Kane X. Faucher's latest novel is a brilliant adaptation the classic Alexander Dumas tale of revenge, The Count of Monte Cristo.

 

I've always loved the original, and Faucher's book is a wonderful satire that cleaves to the original plot so carefully, I was continually impressed. I kept thinking, "There's no way he can maintain this!" But he did. So, I would encourage you to read the original story at some point if you already haven't, so this pleasure is not denied to you.

 

In Professor Montgomery Cristo: An Adjunct's Tale, Dantes is an up-and-coming academic. A PhD candidate with a glorious academic future ahead of him. But then he is wrongly accused of plagiarism (the academic equivalent of murder) and his hopes are dashed. Instead of prison, Dantes's is sent to a second-rate university, where he must toil as an adjunct professor, where he meets another sessional who will help him achieve his revenge on the jealous academics who ruined him.

 

All the bones of the original story are there, and then fleshed out with this wonderful satire of the unjust treatment of sessional teachers at modern universities. Sometimes called contract faculty, the life of a sessional can be tough. Particularly when you are on what is called a limited duties appointment, which is renewable term by term. This means sessional don't always know what they are teaching or even IF they are teaching next semester. The pay is low, and there are often no benefits.

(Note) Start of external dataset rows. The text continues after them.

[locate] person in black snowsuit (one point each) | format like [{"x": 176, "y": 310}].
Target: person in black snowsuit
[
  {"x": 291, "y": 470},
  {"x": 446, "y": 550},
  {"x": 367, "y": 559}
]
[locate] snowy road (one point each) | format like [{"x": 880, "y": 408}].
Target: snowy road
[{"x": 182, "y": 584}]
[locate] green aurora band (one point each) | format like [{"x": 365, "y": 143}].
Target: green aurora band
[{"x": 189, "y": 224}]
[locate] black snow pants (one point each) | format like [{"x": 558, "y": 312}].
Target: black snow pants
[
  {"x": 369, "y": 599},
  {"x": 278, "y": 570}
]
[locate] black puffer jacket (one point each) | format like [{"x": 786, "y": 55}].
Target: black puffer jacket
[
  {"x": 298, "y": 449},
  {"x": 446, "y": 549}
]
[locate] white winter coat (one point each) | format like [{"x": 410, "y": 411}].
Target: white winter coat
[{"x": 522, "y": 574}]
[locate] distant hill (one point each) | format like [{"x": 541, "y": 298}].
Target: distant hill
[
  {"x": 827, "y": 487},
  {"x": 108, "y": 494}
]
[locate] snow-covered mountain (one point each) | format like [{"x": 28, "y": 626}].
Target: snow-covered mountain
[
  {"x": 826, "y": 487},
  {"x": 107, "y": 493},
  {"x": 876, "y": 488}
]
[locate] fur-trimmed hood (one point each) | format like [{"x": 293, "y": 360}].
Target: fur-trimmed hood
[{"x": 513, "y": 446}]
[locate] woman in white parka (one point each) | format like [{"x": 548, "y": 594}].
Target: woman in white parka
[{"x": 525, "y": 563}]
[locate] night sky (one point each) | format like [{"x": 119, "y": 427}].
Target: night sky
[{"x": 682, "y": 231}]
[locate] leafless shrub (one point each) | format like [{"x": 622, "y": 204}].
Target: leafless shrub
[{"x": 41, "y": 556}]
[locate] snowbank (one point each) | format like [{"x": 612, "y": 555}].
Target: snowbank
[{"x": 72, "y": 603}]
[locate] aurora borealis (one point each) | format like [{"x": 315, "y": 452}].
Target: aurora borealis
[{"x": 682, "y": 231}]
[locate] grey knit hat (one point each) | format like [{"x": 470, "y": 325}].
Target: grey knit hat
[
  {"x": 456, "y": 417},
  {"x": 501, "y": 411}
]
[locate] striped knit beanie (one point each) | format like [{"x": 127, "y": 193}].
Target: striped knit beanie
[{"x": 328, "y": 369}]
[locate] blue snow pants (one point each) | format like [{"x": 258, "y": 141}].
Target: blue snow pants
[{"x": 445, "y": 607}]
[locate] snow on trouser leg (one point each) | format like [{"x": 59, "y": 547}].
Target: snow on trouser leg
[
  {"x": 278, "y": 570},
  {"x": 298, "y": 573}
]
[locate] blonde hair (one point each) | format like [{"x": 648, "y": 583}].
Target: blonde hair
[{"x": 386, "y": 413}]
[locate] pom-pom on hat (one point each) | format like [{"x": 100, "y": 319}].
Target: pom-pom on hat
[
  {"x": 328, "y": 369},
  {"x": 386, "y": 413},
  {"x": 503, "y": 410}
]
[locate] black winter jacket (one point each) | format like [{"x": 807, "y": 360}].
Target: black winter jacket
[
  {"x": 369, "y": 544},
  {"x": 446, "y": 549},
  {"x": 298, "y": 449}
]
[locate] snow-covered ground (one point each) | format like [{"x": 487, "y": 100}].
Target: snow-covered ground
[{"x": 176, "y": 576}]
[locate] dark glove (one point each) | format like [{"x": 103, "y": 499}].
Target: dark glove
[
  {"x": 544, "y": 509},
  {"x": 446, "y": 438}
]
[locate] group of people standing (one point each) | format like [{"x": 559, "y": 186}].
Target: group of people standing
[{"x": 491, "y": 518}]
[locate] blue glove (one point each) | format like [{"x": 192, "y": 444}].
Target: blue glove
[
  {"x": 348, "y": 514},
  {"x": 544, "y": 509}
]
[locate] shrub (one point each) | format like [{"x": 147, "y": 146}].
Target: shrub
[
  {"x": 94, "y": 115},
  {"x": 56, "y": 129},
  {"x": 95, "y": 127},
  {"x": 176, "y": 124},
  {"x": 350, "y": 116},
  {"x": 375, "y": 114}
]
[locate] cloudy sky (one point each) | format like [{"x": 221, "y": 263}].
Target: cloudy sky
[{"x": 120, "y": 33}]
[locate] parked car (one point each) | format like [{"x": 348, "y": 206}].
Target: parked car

At many universities upwards of 40% of courses are taught by adjuncts.

 

All of these injustices – and many more -- are satirized by Faucher in this novel, and it is really worth your time. Now in interests of full disclosure, I must tell you that I have been, and am, a contract faculty member, and that Kane is a colleague, but this is a wholehearted recommendation. This book has the pacing of Dumas and the wicked sense of humor and genius of Faucher.